[body horror ish]
It seemed safe to assume that at no point had anyone present thought, "this is going really well!" Each consecutive moment exasperated more than the last. Dealing with the doubler one on one wasn't a homecoming highlight he'd have chosen, but as Cricket's energy continued to sour and Birdie (the good Dr. Quinn) neared, the ordeal potentiated collateral damage he wasn't willing to chance. Only two weeks under its influence, the Winter Mantle was more help than harm at this stage. Both his anger and the ability to act on it amplified, the cold calculus of Winter worked contrarily to leash his rage. Resolved to let the trickster go for now, the other two in the clearing between striped tents were more important.

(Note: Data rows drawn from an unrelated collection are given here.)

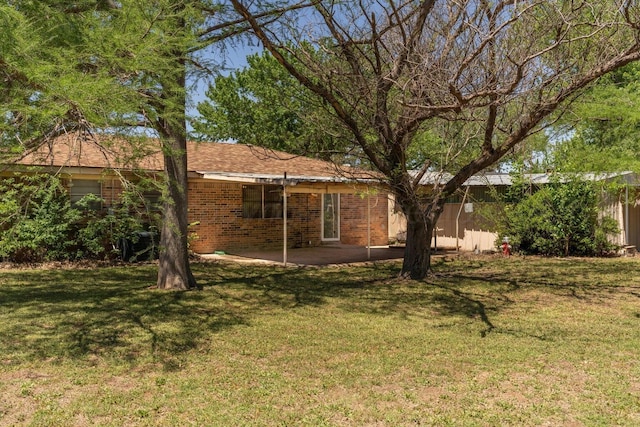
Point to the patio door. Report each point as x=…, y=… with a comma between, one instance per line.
x=331, y=217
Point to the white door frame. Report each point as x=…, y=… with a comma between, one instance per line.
x=337, y=218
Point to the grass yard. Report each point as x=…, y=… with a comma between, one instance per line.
x=486, y=342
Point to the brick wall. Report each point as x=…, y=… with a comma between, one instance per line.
x=353, y=219
x=217, y=207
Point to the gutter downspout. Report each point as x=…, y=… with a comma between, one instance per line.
x=368, y=225
x=284, y=220
x=626, y=215
x=464, y=198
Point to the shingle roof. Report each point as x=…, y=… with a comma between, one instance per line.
x=202, y=158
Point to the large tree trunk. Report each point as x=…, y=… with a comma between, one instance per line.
x=421, y=221
x=174, y=271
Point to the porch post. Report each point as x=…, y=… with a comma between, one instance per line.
x=284, y=220
x=368, y=225
x=626, y=214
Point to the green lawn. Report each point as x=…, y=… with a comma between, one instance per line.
x=484, y=342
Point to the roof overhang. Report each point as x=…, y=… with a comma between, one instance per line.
x=297, y=183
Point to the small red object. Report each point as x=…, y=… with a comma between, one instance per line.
x=506, y=249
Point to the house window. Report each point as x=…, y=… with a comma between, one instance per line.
x=261, y=201
x=79, y=188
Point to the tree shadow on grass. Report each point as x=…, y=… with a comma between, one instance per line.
x=112, y=312
x=83, y=314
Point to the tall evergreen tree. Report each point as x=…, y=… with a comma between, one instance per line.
x=121, y=66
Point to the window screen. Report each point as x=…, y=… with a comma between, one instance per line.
x=261, y=201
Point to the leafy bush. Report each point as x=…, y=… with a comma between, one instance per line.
x=39, y=223
x=559, y=219
x=36, y=219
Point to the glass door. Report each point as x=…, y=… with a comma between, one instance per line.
x=331, y=217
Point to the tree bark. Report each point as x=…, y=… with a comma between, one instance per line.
x=174, y=271
x=421, y=221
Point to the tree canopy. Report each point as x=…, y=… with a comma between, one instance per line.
x=262, y=104
x=481, y=76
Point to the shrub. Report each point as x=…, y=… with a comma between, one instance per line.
x=39, y=223
x=559, y=219
x=36, y=219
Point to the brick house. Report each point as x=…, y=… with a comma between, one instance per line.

"Cricket!" he barked. A junkyard dog with his teeth in a juicy steak, he kept his brace around the Fae's neck, working through his stubbornness toward releasing her. "You're being a possum." The shortest route from A to B suited best at the moment: Fae weren't known to be mind readers capable of co-opting an inside joke, and he knew her suspicions. He wanted her to stay, but wouldn't complain if she put distance between herself and possible fallout. His focus cut back as the trickster blurred. What replaced fake-Cressida made him pull his head back, incredulity yanking his mouth into a widening grin. He laughed. No longer entirely human, the bitter sound was a monstrous splice conveying a non-verbal what the fuck. The Fae expected he'd be startled or disinclined to injure himself. Rather than release, he ground the back of the creature's head into the tentpole.
Quinn grew in his peripheral. James glanced to see her more solidly. "No one's hurt." Cirque employees threw knives at each other nightly, a middling bruise wasn't real harm. The real Jaime. He cast a dubious squint in her direction. "Yer fixin' to get walloped, stay back," he implored her, though the threat of noxious herbals concoctions was nothing to laugh at.
Stars burst in his right eye as the doppler's fist glanced off his temple, in motion. He tossed his head to clear it. In the half second lapse, his jaw unhinged, making room for the rapid growth of a craggy range of predatory teeth, sickly yellow, cracked and far too large for a human mouth. Breath rattled like a pinball ricocheting inside his expanding ribs. He could have pulled himself back, could have shrugged off the annoyance, were it not for the push of solidified air cleaving him from his prey. Off balance, the fallen lantern cracked beneath his boot heel. An enemy held at bay by light, shadow leapt from the nooks and crannies. Their corner of the midway slipped into darkness. Light from across the path blocked by a hanging tree of stuffed animals carved strange shapes across the scene. He'd get what he wanted, when he no longer wanted it.
The bones of his fingers elongated past his skin's elastic tolerance, ripping through his fingernails, cracking joints and tearing sinew as they extended into talons. His MagLite lamp was in his damned rucksack, across the clearing. James pulled his hand from the pinned Fae, staggered back in an attempt to get nearer to the far off golden glow. One knee joint ripped through the leg of his jeans before its opposite did the same, stealing his balance and pitching him to the earth. He sank in a howling deformity of roiling limbs, clawing at his mutating throat with bloodied hands which no longer resembled them. Too near to Quinn, he opened his broken mouth to send her back, but produced no human sound. Eyes lost to the void of his sockets couldn't convey the plea. His jaw hung grotesquely before new sinew at his mandible began to reattach it, reformed. A claw razed the earth at his side, gouging canyons in the dirt as the spiked process of each vertebrae began to split and tear through the back of his shirt like the a spine of red earth pressed high between the shift of tectonic plates. The creature which began to form from the lurching shell that had been James Deckard was near large enough to compare on such a massive scale.